Is the Internet becoming safer or more dangerous? This question is posed by the Safer Internet Day 2020 (SID) event, which calls attention to a subject that should raise more significant concern than it does, especially when it comes to kids and their interactions with the online world.
Safer Internet Day comes every February with a clear purpose. The event promotes the responsible use of online technologies, especially by children and young people. Like any other problem, society won’t be able to deal with it unless people are made aware that such issues even exist.
Under the motto “Together for a better internet,” the campaign focuses on how the Internet can be made safer for all users, and especially kids. Children are the most exposed because adults are more likely to know what they are doing and how they are exposing their lives online, but kids can lack such filters.
Companies and other institutions are working to create safe environments, and some initiatives are more successful than others. In 2019, one measure stood above all.
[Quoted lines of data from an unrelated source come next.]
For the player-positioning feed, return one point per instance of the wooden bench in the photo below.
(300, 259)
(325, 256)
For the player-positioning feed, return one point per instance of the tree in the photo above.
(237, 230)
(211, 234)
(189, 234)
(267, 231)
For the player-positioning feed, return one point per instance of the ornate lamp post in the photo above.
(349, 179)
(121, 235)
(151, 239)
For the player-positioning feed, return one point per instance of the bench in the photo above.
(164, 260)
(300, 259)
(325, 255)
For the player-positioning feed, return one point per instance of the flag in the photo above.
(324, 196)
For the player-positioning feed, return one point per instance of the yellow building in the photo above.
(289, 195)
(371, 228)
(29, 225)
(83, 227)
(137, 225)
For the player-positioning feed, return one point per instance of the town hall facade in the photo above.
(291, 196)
A recent settlement between Google and U.S. Federal Trade Commission forced the company to make changes to online service with worldwide repercussions.
“We are changing how we treat data for children’s content on YouTube. Starting in about four months, we will treat data from anyone watching children’s content on YouTube as coming from a child, regardless of the age of the user,” said the company.
YouTube is the best example of a positive change that has a tangible impact on Internet safety. Content creators now have ensured their content is labeled for children, which changes how website visitors are tracked across the Internet.
While the changes made by Google to YouTube are a step in the right direction, numerous other websites provide content to kids without labeling it correctly, which only begs for the usage of a proper parental control solution.
We also have to keep in mind that data breaches occur all the time, and sometimes they directly affect websites storing personal data such as names, email addresses, credit card information, and much more. In fact, using a tool that lets people know in real-time whether their data was leaked via a breach is the ideal scenario.
A better and safer Internet can be achieved by people using a few good security practices. More often than not, basic security measures are shirked or simply ignored. Using robust passwords, different for each online service, and employing a powerful parental control solution should be the bare minimum for all users.
How companies choose to deal with this type of data in the future remains to be determined, but the current momentum is to stop them from using metadata for marketing purposes. Events such as the Safer Internet Day 2020 reminds everyone that users and corporations share the responsibility for privacy.